Two, I usually have really weird and crazy dreams. Sometimes they’re good, sometimes they’re horrifying, but they’re always way out there. Which means they can almost be guaranteed to be more interesting and intriguing than whatever paper I’m supposed to be researching or presentation I’m supposed to be preparing. I mean, if the choice was between working on a 15-20 page literary analysis or briefly becoming a secret agent that hunts down the bad guys while flying and talking to goats, which would you choose?

Three, sleep is good for your health. I’m sure you all already know that, have heard it multiple times throughout your lives, but I’m listing it again because it’s true. Your body and brain need to recharge on a regular basis, and sleep is the way to do that; avoiding sleep is the way to get sick. The other week, I pulled two all-nighters in a row — which I would highly not recommend — to finish a hefty assignment, and I was feeling ill, off balance and not fully there for the next five or so days. Sleep is important folks.

But sleep can do more than just simply recharge your batteries and keep your immune system operating.
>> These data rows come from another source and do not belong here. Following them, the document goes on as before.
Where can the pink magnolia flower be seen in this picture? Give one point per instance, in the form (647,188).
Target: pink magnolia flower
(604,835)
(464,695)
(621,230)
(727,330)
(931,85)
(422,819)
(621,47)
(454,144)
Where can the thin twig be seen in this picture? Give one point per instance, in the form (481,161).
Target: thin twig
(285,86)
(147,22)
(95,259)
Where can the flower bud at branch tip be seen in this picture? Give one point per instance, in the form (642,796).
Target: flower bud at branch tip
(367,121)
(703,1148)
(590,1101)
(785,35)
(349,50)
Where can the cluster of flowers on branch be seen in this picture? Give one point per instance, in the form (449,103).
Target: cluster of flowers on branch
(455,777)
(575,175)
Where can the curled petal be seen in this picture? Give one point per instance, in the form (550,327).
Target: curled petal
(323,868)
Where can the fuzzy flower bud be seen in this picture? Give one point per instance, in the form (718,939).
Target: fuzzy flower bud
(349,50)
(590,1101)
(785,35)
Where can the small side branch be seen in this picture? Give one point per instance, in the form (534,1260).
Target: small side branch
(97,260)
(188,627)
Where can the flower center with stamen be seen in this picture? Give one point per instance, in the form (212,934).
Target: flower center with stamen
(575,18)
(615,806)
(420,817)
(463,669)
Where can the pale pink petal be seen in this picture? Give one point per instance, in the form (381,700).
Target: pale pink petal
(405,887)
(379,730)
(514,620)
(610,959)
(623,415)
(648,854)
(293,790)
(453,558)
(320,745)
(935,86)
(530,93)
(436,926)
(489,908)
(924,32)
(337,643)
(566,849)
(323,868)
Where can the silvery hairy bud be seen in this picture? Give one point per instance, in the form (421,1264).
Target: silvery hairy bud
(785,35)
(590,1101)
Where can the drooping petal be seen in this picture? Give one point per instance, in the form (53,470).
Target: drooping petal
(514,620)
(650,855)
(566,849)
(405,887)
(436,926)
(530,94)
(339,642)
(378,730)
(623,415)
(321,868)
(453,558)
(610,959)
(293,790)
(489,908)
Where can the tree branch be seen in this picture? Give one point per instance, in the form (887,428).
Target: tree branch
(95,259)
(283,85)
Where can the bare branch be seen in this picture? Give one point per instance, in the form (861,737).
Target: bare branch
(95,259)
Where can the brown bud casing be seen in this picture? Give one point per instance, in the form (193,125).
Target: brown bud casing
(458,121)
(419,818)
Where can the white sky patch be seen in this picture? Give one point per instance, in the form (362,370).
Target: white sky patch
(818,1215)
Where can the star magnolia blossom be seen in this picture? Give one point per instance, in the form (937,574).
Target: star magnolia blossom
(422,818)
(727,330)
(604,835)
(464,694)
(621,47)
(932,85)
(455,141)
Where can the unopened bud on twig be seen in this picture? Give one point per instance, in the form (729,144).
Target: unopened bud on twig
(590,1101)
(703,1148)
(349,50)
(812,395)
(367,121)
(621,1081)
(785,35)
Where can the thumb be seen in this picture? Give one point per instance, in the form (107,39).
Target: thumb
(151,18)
I stumbled across an old article by Elijah Wolfson in The Atlantic the other day called “Why Some People Respond to Stress by Falling Asleep.” I mean, come on, that was pretty much made for me. Most of it focuses on the psychology of “learned helplessness” that changes some people’s fight or flight response to sleep because they have been conditioned through past experiences to believe that there’s really nothing they can do about what’s happening.

It also discusses, though, how sleep helps sort through your daily “data” to find the experiences that are important to commit to memory and discarding the others. This allows your brain to then process the events of the day, which can lead to learning from them. When you’re awake and stressed out, your brain is frayed with all that it is being bombarded with; but once you’re asleep, it’s capable of finally examining the pile of stresses. It’s part of our natural stress response, and what this does is both destresses the body physically and helps refresh your brain to tackle your problems once you wake back up.

So yes, I sleep as procrastination when I’m stressed out on my work, but in doing so, my brain gets recharged and maybe comes up with a few solutions for me to put towards my assignments — and that’s almost like I’m not actually procrastinating at all.